Last Thursday Europe’s Target2 (T2) and Target2 Securities (T2S) interbank payment systems went down throughout normal business hours. The European Central Bank extended operating hours until midnight, as the system only came back online at 18:00, when the real time gross settlement (RTGS) would usually be taking its last instructions. It’s a relatively rare failure, but not unheard off – another outage of similar scale happened in October 2020.
There was one critical difference. The 2020 outage was on a slow Friday afternoon. This year’s was the day before month end, a busy time for both mainstream payments and securities settlement.
If there were a wholesale central bank digital currency (wCBDC) system, similar to the Banque de France’s DL3S, would that help to provide redundancy? At this stage our analysis is only ‘maybe’ and it will take a while.
Database failures and blockchain redundancy
At first the ECB identified a database error. Hence, it initially thought it couldn’t switch to the failover location because it was corrupted. Late in the day it found the problem was “an infrastructure component,” which we’d assume means a hardware failure. Hence, the database was switched to the failover location and the system was restarted after checks.
Without using blockchain, it’s possible to replicate databases in real time. That’s the way most large internet systems work. And from the description, we believe T2 does this. Until recently, the approach used to be referred to as a master and slave database, which while politically incorrect, describes the relationship more clearly than primary and secondary.
If the primary database has been corrupted in some way, the replicated database is a copy that’s in exactly the same state. However, if one can identify a point (or transaction) where the problem starts, it’s often possible to roll back a few transactions on the replica, and get up and running from there.
By contrast, a blockchain works differently. Like database replications, there are multiple nodes. But it provides redundancy because in the case of validating nodes (which can write to the ledger), each node’s ledger contents are not just copied from the primary ledger, they’re independently created based on transaction verifications.

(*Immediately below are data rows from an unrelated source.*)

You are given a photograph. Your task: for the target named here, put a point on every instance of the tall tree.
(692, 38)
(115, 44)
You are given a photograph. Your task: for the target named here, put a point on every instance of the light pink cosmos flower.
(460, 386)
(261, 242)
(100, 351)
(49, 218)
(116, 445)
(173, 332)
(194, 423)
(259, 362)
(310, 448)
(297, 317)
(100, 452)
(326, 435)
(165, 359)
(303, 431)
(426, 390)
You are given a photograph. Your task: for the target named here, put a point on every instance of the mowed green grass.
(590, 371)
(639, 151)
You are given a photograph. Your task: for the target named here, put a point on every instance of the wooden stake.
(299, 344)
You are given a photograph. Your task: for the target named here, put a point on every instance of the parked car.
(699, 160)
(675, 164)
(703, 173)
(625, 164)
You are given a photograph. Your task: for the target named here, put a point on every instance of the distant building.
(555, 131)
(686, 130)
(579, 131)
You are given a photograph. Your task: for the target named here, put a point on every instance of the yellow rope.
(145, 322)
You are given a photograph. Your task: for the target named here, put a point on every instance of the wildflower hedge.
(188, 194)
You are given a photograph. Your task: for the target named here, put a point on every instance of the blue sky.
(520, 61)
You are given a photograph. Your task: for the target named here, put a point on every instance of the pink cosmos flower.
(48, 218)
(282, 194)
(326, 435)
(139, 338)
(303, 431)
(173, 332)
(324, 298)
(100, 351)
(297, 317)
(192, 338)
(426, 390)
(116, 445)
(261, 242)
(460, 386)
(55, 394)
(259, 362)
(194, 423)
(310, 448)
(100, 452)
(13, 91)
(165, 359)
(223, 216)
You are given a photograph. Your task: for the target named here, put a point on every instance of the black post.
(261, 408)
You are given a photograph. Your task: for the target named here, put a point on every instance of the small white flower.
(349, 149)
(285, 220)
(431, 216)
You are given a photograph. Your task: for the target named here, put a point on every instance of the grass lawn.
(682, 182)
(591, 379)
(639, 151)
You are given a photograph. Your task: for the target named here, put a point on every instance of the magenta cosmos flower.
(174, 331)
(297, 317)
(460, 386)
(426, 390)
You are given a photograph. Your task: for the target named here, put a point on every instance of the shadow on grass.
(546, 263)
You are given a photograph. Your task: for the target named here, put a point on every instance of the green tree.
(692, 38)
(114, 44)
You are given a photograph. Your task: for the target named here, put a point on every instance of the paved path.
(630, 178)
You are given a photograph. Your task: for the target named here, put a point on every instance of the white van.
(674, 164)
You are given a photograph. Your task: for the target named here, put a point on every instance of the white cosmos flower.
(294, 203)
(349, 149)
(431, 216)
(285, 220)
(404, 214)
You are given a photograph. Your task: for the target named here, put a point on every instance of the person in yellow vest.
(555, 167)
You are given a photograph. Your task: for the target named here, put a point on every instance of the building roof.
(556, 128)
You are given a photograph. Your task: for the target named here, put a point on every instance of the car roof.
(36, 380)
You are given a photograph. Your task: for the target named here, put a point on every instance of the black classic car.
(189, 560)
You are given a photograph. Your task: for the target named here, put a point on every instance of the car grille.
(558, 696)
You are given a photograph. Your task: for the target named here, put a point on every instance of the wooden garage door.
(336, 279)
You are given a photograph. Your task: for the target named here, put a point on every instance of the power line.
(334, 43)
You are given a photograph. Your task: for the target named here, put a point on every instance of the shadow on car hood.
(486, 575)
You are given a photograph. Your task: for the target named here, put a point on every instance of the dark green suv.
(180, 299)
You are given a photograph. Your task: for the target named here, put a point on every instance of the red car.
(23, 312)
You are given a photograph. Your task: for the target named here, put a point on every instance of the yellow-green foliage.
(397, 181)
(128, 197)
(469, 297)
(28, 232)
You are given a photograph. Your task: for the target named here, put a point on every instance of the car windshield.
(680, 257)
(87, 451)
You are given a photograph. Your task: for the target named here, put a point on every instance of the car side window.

A bogus transaction can get approved by all nodes, but is likely to be deliberate.
The two bucket metaphor
An imperfect analogy is havings two taps, each with a bucket. In the replicated database case, one bucket has a flow of water and reaches a certain level. The second bucket then has a tap that automatically switches on and aims to get to the same level. By then, the first tap is already filling up further.
In the blockchain case, the taps would drip water into their respective buckets in a synchronized fashion at the same rate.
However, blockchains aren’t really designed for situations where just one party (the central bank) writes transactions. If the sole purpose is redundancy, it’s a significant overhead to run a blockchain system that has to arrive at a consensus between nodes in order to write to multiple separate databases.
On the other hand, if there’s another purpose, such as enabling atomic settlement for securities transactions and programmability, then it might just be worth it.
The ECB has other redundancies
The ECB already has multiple strategies for T2 redundancy. In addition to the failover location, there’s also the Enhanced Contingency Solution II (ECONS II). However, it does not have the same level of functionality as T2, so it was only used for foreign exchange payments to CLS and margin calls by central counterparties (CCPs).
If something like France’s wCBDC had been in production, it would still need to tokenize money transferred from the RTGS (or escrowed) in order to function. So in the first instance, if T2 was down, the wCBDC might also be out of action. If ECONS II were allowed to be used for banks to top up their wCBDC balances, then banks could potentially make some settlements that way. But ECONS II often requires additional collateral from banks.
There’s a much bigger reason why a wCBDC – in the early stages – is unlikely to help with redundancy. wCBDC systems are not designed to clone the functionality of an RTGS. They usually have specific purposes targeted at the settlement of transactions relating to tokenized assets, whether that’s a digital bond or the interbank settlement of tokenized deposits. Hence, their integration with commercial bank systems will be focused on these functionalities alone.
That said, if there were a tokenized deposit system that was up and running with most banks onboarded, in a crisis it might be possible to switch to tokenized deposits and wCBDC as a primary solution for payments. But we’re currently a way off from that happening.